Within an hour of the shooting, Finland’s anti-terror squad, wearing heavy body armour, were scouring the labyrinthine shopping mall. Evacuated shoppers were told to leave their purchases and not to collect their cars. Trains were ordered not to stop at the station closest to the Sello Mall and armed units were stationed in Helsinki train station in case the gunman had already slipped into the capital.

In the time it took for armed security forces to arrive, Shkupolli had already gone to the home of his ex-girlfriend, killed her, and then himself.

This is the third mass shooting in Finland in two years, the previous two having been explained away as the acts of “deranged loners that could have happened anywhere.”

This time, however, politicians in Finland, instead of focusing on how Shkupolli—who had a criminal record—was able to obtain an illegal handgun in a country that already has strict gun-control laws, are now considering a further tightening of those restrictions.

Finnish politicians will now begin to debate how these “deranged loners,” under the hypnotic spell cast by the “Americanization of Finnish society,” can be prevented from carrying out such attacks in the future.

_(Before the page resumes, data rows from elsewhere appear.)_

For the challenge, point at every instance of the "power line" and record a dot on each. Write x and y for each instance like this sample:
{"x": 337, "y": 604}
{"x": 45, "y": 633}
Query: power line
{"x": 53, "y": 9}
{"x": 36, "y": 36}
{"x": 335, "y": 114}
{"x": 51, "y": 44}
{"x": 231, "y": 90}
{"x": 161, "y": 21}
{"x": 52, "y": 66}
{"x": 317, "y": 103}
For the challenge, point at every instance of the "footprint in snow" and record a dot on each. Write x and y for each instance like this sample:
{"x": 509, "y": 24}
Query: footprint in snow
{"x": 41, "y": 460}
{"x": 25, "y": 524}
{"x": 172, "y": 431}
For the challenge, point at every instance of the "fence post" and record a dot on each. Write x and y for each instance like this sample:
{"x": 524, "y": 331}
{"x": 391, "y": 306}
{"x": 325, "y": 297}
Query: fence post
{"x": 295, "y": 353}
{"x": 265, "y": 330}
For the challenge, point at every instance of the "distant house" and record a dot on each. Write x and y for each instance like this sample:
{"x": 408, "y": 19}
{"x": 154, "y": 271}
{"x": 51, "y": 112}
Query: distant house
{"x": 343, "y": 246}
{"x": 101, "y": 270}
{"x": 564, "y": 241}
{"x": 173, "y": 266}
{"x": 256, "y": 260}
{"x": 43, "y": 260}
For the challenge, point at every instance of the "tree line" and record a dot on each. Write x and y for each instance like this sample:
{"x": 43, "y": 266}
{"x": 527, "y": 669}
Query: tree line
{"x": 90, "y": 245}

Ah yes, the American gun-culture rears its ugly head once more, this time shattering the peace in a bucolic Finnish town which would have been spared the carnage caused by Mr. Shkupolli, if only the gun-control laws had been made even stricter.

And yet, one can’t help but wonder how many lives would have been saved had another customer (licensed to carry a concealed weapon), drawn his weapon and put an end to Shkupolli’s rampage as it was getting started. Note that it took nearly an hour for Finnish security forces to arrive.

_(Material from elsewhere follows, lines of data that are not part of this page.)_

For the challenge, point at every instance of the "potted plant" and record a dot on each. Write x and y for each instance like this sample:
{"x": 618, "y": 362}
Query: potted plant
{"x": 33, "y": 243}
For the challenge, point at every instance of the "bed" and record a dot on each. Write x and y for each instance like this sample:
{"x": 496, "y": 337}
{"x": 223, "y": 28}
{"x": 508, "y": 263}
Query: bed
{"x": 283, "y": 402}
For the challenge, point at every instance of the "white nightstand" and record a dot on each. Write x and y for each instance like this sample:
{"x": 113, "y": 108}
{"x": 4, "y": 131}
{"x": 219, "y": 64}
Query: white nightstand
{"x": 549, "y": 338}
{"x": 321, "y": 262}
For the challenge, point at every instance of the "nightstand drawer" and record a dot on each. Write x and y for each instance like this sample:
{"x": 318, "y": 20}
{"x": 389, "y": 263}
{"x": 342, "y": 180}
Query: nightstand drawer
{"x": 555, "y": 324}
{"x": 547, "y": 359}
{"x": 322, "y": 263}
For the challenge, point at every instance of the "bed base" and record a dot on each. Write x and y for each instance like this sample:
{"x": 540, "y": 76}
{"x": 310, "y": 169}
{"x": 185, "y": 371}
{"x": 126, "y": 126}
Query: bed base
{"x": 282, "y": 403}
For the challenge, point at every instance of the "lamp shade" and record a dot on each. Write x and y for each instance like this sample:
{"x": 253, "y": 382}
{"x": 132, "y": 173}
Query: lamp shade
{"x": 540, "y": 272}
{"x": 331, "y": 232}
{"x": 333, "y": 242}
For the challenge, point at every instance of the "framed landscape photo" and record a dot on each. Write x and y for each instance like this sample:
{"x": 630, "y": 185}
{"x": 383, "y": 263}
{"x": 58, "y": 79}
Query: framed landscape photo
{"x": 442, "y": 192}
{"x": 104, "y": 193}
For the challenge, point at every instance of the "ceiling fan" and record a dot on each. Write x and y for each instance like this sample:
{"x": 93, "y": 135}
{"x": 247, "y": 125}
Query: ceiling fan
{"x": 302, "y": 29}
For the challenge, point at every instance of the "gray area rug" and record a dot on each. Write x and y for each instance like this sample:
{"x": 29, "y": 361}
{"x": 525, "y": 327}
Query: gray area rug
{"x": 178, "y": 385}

Are the Finnish politicians on the right track then, in contemplating these stricter measures? Will further restricting gun ownership for those law-abiding citizens interested in self-protection really have a positive effect on reducing the number of lives lost due to crimes committed with guns?

Let’s look at some numbers:

According to the U.S. Department of Justice, of the total murders committed in 2004, 66 percent were committed with firearms. The number of murders committed by those with licensed firearms was: 4. The ratio of crimes committed by permit holders to total permit holders is a tiny percentage compared to crimes committed by those without permits. Permit holders have to demonstrate that they are upstanding citizens with clean records when they apply for a concealed handgun permit. Statistically, they are the safest and most well informed people to have carrying guns, which is why the law allows them to have them.

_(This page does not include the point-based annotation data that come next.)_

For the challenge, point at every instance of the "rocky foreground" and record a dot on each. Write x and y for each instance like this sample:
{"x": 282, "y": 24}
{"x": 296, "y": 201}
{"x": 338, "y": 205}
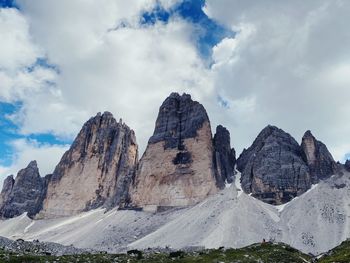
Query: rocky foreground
{"x": 185, "y": 190}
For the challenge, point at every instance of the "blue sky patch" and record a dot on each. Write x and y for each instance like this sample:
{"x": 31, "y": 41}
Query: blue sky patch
{"x": 10, "y": 132}
{"x": 8, "y": 3}
{"x": 209, "y": 32}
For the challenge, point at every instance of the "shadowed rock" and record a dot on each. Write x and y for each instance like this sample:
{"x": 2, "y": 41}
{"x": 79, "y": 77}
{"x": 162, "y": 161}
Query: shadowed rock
{"x": 317, "y": 157}
{"x": 22, "y": 194}
{"x": 347, "y": 165}
{"x": 96, "y": 170}
{"x": 273, "y": 169}
{"x": 224, "y": 156}
{"x": 177, "y": 166}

But the real question, which is never alluded to in the Times article, is this: How many lives can be saved because of guns?

In the United States, there are approximately 2.5 million cases of people using firearms for self-defense each year. If this estimate is accurate, the defensive use of firearms might save as many as seventy-five lives for every life lost to gun-related crime, because firearms are involved in about 32,000 deaths (murders, suicides, and accidents) every year.

States having right-to-carry laws also have the lowest crime rates. The DOJ’s 2007 Uniformed Crime Report figures note that states with right-to-carry laws have a 30 percent lower homicide rate, as well as a 46 percent lower robbery rate than states with higher gun ownership restrictions.

In Vermont (one of the safest five states in the country), citizens can carry a firearm without getting permission, paying a fee, or going through a government-imposed waiting period. And yet for ten years in a row, Vermont has remained one of the top-five, safest states in the union — having three times received the “Safest State Award.”

In Switzerland, there are few or no restrictions on who can own, or who can carry a firearm. Switzerland’s citizens are heavily armed, and yet Switzerland has some of the lowest crime rates in the world (despite one of the highest levels of gun ownership). Maybe that’s why even Hitler and Mussolini left it alone.

Finland is about to embark on another internal debate over guns. The country should, if it really wants to be safer, have a serious look at relaxing its gun-control laws, not strengthening them.